Loadable Kernel Modules & Micro Kernel

Loadable Kernel Modules (hereinafter referred to as LKM) stretches standard monolithic kernel’s flexibility, and become a enormous turning point that expanded its facilities which are work as as an open source so developers can reform it without building the whole kernel agian. If a microkernel is like a brick house where developer can build different kernels from scratch, then building kernel with LKM is simply removing the built-in furniture, such as built-in cabinets, and filling it with their own furniture with ease.

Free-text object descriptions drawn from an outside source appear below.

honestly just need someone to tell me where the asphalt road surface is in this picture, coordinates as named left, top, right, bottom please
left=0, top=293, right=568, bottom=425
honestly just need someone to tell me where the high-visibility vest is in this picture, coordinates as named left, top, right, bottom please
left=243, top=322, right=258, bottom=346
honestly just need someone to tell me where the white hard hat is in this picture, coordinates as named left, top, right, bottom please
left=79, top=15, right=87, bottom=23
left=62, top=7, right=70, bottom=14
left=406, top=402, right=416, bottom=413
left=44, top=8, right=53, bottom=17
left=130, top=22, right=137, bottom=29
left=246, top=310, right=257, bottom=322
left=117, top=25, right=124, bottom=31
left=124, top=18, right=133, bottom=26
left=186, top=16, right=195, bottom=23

It can be enabled because they have different start lines. Microkernel aims to “kernel’s minimization”. It fully works as DIY to developer so they can add modules which they really need with only base module that essential features are supported. This architecture design provides not only highly engineer-depended personalization based on modulability and also additional stability and security, fault tolerance as pros.
But this inevitably derives user-space penetration of kernel features which built and loaded by engineer. So if they do not get ready for external threats and error situations enough, it can evoke massive faults. Also performance downgrade which caused by frequent switching between user-space and kernel-space is a big part of its cons.

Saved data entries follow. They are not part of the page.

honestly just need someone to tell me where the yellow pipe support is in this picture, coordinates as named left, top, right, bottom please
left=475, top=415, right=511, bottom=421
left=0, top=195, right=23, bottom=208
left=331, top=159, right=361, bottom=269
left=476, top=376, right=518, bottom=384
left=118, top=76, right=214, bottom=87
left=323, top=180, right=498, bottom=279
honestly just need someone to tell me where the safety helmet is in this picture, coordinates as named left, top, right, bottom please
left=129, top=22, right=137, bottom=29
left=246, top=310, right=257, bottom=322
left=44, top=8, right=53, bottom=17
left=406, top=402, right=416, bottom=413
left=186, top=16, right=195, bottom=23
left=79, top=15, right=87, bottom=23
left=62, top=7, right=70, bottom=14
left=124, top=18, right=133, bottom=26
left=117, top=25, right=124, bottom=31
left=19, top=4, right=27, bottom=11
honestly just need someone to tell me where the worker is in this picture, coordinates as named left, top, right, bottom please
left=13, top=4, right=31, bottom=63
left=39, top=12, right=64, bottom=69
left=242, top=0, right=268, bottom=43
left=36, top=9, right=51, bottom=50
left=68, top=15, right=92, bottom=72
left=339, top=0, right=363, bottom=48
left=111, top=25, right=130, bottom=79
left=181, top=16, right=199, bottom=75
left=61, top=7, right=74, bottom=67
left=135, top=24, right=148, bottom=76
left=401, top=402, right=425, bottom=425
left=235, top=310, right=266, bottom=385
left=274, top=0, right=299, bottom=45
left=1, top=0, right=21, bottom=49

By the way, LKM aims to a dynamic expansion of kernel features in solid monolithic kernel architecture. It basically reflects traditional benefits of monolithic architecture, and additionally opens a ’loadable’ modern features with format of module that can be expanded for the purpose of dynamic system. It strongly supported by linux kernel, which has a big power in kernel ecosystem (since it has numerous descendants which are rooted in linux and unix system), empowered kernel’s productivity by removing redundant times that comes from building unchanged linux kernel modules because it forced to build the whole linux source code to change features which are not provided by LKM. You can also experience how much time takes to built the whole linux kernel. Unlike microkernel, dynamically loaded features are executed in kernel-space so we do not need to consider about switching overheads.

Debugging Kernel

It is a hard part to debug kerenl. Since kernel space operations are executed in highly isolated environment, it does not allowed to touch its source code in manual if you are not a system engineer. However, with the recent rise in the engineering of kernel-level operations in cloud native, virtualized environments, kernel observability based on tools like eBPF has become a hot topic.

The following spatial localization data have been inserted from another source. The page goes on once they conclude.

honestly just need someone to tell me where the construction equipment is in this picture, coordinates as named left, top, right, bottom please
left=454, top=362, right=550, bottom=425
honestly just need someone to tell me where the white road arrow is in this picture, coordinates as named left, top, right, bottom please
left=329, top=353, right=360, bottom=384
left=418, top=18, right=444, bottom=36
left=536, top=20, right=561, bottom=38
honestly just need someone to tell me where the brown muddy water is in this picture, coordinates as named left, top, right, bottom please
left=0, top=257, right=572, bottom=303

Therefore, if you wanna live in a cloud native environment in the future, it’ll be essential to explore ways to improve observability by simply customizing the kernel and monitoring it. Today, as part of it, Let’s add some debuggable code to kernel level source code, and see what data it produces.

printk vs *trace

These two methods are the most representative logging tools used in Unix like kernels. Other advances tools such as eBPF & syslog, which is used in conjunction with both tools, are introduced, so today I’ll consider only these two methods.

*trace

*trace is the main tracing tool in the Linux kernel, with different names depending on what it traces, such as ptrace and ftrace. Each traces the details of the element it traces and provides relevant infromation. ptrace is for processes, and ftrace is for functions. In general, when debugging the kernel, ftrace seems to be the most commonly used tool because engineer often wanna check whether a function in the call stack is executing or not, related events or latency,,,et cetera.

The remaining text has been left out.